# Twitter US Airline Sentiment Analysis using NLP

In [1]:
import pandas as pd
import numpy as np
import re
from nltk.tokenize import word_tokenize
from nltk.corpus import stopwords
from string import punctuation
from sklearn.linear_model import LogisticRegression
from sklearn.svm import SVC, LinearSVC
from sklearn.feature_extraction.text import CountVectorizer, TfidfVectorizer

In [2]:
train1 = pd.read_csv("train.csv")

In [3]:
drop_cols = ['airline_sentiment_gold','name','tweet_id', 'retweet_count','tweet_created','user_timezone','tweet_coord','tweet_location']
train1.drop(drop_cols, axis = 1, inplace=True)

In [4]:
stops = stopwords.words('english')
stops += list(punctuation)
stops += ['flight','airline','flights','AA']

In [5]:
Y = train1['airline_sentiment']
train1.drop("airline_sentiment", axis = 1, inplace=True)
from sklearn.model_selection import train_test_split
train, test, Y_train, Y_test = train_test_split(train1, Y)

In [6]:
abbreviations = {'ppl': 'people','cust':'customer','serv':'service','mins':'minutes','hrs':'hours','svc': 'service',
           'u':'you','pls':'please'}

train_index = train[~train.negativereason_gold.isna()].index
test_index = test[~test.negativereason_gold.isna()].index

for index, row in train.iterrows():
    tweet = row.text
    tweet = re.sub('((www\.[^\s]+)|(https?://[^\s]+))','',tweet) #remove links
    tweet = re.sub('@[^\s]+','',tweet) #remove usernames
    tweet = re.sub('[\s]+', ' ', tweet) #remove additional whitespaces
    tweet = re.sub(r'#([^\s]+)', r'\1', tweet) #replace #word with word
    tweet = tweet.strip('\'"') #trim tweet
    words = []
    for word in tweet.split():
#         if not hasNumbers(word):
        if word.lower() not in stops:
            if word in list(abbreviations.keys()):
                words.append(abbreviations[word])
            else:
                words.append(word.lower())   
    tweet = " ".join(words)
    tweet = " %s %s" % (tweet, row.airline)
    row.text = tweet
    if index in train_index:
        row.text = " %s %s" % (row.text, row.negativereason_gold)

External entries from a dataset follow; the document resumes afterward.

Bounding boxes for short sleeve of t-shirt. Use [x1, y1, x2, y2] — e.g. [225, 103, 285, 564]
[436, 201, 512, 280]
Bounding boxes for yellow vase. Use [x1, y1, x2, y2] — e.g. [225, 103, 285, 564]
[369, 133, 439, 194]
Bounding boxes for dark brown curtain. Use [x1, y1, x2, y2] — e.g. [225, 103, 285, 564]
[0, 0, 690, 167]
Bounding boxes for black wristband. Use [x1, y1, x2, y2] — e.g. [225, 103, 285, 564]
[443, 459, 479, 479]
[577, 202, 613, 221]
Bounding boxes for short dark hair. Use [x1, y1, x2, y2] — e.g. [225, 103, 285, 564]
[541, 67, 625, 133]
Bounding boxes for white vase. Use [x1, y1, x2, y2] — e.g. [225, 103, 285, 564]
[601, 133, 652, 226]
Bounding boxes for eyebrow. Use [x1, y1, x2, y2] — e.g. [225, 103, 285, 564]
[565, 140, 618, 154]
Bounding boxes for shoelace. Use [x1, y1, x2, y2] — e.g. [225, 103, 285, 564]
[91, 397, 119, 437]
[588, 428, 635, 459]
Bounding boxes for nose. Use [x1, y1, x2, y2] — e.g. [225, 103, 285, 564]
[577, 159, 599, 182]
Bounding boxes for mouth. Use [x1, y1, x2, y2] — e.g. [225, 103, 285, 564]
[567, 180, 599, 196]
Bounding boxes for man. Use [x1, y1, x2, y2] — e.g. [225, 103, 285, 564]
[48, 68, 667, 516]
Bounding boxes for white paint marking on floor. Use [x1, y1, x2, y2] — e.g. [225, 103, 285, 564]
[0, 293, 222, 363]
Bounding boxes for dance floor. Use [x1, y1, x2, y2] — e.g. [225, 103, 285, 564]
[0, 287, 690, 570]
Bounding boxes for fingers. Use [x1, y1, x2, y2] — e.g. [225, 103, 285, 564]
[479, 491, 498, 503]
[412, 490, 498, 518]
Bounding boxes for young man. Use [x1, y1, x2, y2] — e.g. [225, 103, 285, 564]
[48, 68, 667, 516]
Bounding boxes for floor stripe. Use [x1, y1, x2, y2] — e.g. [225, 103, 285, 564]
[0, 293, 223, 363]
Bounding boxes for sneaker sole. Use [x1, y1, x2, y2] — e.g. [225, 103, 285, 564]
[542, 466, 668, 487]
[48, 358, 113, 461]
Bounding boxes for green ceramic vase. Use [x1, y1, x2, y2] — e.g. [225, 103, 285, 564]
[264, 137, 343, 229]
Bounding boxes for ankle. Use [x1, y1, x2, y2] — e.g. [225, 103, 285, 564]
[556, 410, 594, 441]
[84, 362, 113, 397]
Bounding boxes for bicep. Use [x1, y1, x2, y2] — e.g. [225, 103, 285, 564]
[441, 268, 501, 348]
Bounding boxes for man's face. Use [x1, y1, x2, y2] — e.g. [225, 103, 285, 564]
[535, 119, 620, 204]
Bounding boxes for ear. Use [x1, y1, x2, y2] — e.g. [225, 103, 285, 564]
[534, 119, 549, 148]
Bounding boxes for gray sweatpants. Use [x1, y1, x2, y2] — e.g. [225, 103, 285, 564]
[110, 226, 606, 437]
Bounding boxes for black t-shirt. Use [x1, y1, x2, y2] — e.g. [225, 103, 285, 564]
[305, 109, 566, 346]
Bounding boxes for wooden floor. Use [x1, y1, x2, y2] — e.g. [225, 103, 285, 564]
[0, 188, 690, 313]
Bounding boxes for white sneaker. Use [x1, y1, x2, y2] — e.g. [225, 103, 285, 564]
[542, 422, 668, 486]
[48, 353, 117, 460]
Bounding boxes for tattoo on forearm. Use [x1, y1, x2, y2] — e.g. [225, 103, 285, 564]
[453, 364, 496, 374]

for index, row in test.iterrows():
    tweet = row.text
    tweet = re.sub('((www\.[^\s]+)|(https?://[^\s]+))','',tweet) #remove links
    tweet = re.sub('@[^\s]+','',tweet) #remove usernames
    tweet = re.sub('[\s]+', ' ', tweet) #remove additional whitespaces
    tweet = re.sub(r'#([^\s]+)', r'\1', tweet) #replace #word with word
    tweet = tweet.strip('\'"') #trim tweet
    words = []
    for word in tweet.split(): 
#         if not hasNumbers(word):
        if word.lower() not in stops:
            if word in list(abbreviations.keys()):
                words.append(abbreviations[word])
            else:
                words.append(word.lower())
    tweet = " ".join(words)
    tweet = " %s %s" % (tweet, row.airline)
    row.text = tweet
    if index in test_index:
        row.text = " %s %s" % (row.text, row.negativereason_gold)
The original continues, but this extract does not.